Cons: Some stores won't alter certain non-Nordstrom items, concerned they can't replace them if they make a mistake. And not all Nordstrom stores will even alter items purchased outside of the shop, so call ahead.
The final word: At double the price for altering items purchased elsewhere, shoppers might want to stick to altering items purchased at the store, then go elsewhere for those other clothes.

BENNY HO FINE FITTING & TAILORING
Near Coolidge Corner, Brookline
Price: $47 for the two items
Pros: Benny Ho, who was recruited decades ago from Hong Kong to work at Louis Boston, called twice to remind us when clothes were ready and remembered us when we arrived to pick them up.
Cons: The shop doesn't accept credit cards and limits new customers to cash only.

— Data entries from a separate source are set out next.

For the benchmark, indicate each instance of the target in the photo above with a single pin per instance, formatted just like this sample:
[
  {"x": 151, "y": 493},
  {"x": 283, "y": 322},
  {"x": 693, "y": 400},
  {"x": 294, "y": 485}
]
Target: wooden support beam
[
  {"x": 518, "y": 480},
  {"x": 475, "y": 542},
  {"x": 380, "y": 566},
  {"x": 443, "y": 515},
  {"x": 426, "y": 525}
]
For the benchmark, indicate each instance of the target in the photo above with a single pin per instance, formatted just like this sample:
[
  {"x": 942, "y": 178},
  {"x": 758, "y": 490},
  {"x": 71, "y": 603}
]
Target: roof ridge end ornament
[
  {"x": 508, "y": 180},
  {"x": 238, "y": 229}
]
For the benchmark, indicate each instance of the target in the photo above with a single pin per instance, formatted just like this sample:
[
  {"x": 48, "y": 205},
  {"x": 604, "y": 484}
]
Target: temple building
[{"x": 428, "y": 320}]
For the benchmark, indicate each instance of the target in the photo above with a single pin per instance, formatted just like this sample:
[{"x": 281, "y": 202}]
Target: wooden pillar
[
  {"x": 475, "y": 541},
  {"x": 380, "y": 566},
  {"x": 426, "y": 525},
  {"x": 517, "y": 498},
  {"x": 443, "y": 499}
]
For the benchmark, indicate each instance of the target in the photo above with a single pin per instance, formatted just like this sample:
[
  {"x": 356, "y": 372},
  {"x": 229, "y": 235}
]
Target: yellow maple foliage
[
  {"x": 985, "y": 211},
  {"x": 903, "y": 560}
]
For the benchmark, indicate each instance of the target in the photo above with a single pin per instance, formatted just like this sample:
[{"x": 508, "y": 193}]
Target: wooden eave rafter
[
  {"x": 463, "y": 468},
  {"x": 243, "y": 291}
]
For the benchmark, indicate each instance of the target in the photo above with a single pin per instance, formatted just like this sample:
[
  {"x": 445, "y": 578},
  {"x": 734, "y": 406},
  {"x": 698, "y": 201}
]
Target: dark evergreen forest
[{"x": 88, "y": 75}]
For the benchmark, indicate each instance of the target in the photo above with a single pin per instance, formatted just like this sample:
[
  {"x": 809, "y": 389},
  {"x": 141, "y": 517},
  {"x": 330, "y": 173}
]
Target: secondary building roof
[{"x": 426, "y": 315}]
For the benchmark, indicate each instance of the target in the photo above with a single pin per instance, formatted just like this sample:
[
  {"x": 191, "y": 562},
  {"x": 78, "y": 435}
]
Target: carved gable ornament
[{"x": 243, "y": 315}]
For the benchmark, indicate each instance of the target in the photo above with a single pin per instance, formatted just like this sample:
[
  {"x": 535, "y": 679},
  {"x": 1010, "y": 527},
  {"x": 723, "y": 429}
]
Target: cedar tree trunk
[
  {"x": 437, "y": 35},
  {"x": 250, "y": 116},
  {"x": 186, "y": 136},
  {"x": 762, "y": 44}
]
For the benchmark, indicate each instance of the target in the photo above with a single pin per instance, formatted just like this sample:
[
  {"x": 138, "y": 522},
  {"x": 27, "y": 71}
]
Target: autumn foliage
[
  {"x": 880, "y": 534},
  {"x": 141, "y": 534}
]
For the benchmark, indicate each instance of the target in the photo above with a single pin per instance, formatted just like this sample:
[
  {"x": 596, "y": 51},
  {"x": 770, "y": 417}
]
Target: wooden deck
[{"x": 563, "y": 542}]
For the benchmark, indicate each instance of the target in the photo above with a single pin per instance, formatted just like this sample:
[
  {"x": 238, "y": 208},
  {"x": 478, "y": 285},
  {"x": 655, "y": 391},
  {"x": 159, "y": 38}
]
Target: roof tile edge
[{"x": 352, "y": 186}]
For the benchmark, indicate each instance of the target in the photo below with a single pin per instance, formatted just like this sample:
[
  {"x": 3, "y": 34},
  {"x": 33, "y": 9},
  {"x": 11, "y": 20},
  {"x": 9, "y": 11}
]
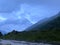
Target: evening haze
[{"x": 20, "y": 14}]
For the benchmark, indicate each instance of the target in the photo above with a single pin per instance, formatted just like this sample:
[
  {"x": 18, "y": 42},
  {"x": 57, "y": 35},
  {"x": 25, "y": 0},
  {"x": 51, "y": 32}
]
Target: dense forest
[{"x": 49, "y": 31}]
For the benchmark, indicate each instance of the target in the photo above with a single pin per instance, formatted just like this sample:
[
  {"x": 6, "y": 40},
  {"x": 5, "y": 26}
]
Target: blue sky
[{"x": 20, "y": 14}]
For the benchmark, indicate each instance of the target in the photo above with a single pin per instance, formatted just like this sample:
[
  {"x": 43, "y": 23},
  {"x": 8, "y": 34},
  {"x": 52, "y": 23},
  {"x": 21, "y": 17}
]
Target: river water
[{"x": 13, "y": 42}]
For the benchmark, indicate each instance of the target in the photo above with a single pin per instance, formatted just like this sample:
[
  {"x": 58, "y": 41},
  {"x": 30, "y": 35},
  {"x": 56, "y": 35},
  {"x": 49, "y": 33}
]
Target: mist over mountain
[
  {"x": 47, "y": 24},
  {"x": 48, "y": 30}
]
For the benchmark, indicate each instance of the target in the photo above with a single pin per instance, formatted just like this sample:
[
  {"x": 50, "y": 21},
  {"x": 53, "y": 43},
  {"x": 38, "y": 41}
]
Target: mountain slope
[
  {"x": 50, "y": 23},
  {"x": 46, "y": 31}
]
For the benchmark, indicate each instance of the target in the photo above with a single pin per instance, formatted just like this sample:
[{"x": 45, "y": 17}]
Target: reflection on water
[{"x": 13, "y": 42}]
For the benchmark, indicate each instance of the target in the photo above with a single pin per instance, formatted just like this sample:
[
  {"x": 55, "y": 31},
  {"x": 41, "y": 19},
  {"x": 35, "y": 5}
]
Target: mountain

It is also closed Sundays, Mondays, and Thursdays because the 72-year-old Ho is semiretired.
The final word: Benny Ho offers great customer service and the alterations themselves were expertly done, but those looking for the convenience of credit cards and more hours might choose to go elsewhere.

RIZZO TAILORING
Harvard Square, Cambridge
Price: $40 for the two items
Pros: It feels like walking into the Harvard Square of old times, with folks chatting amid suit forms and fabric books. In fact, the shop still has a tag for a suit made for Robert Kennedy in 1947, according to owner Joseph Calutti.
Cons: Cash or check only, because Calutti said the credit card companies charge a fee on each transaction that he doesn't want to pass along to customers.
The final word: A good shop with an old-world flavor that still lives in the old world without credit cards.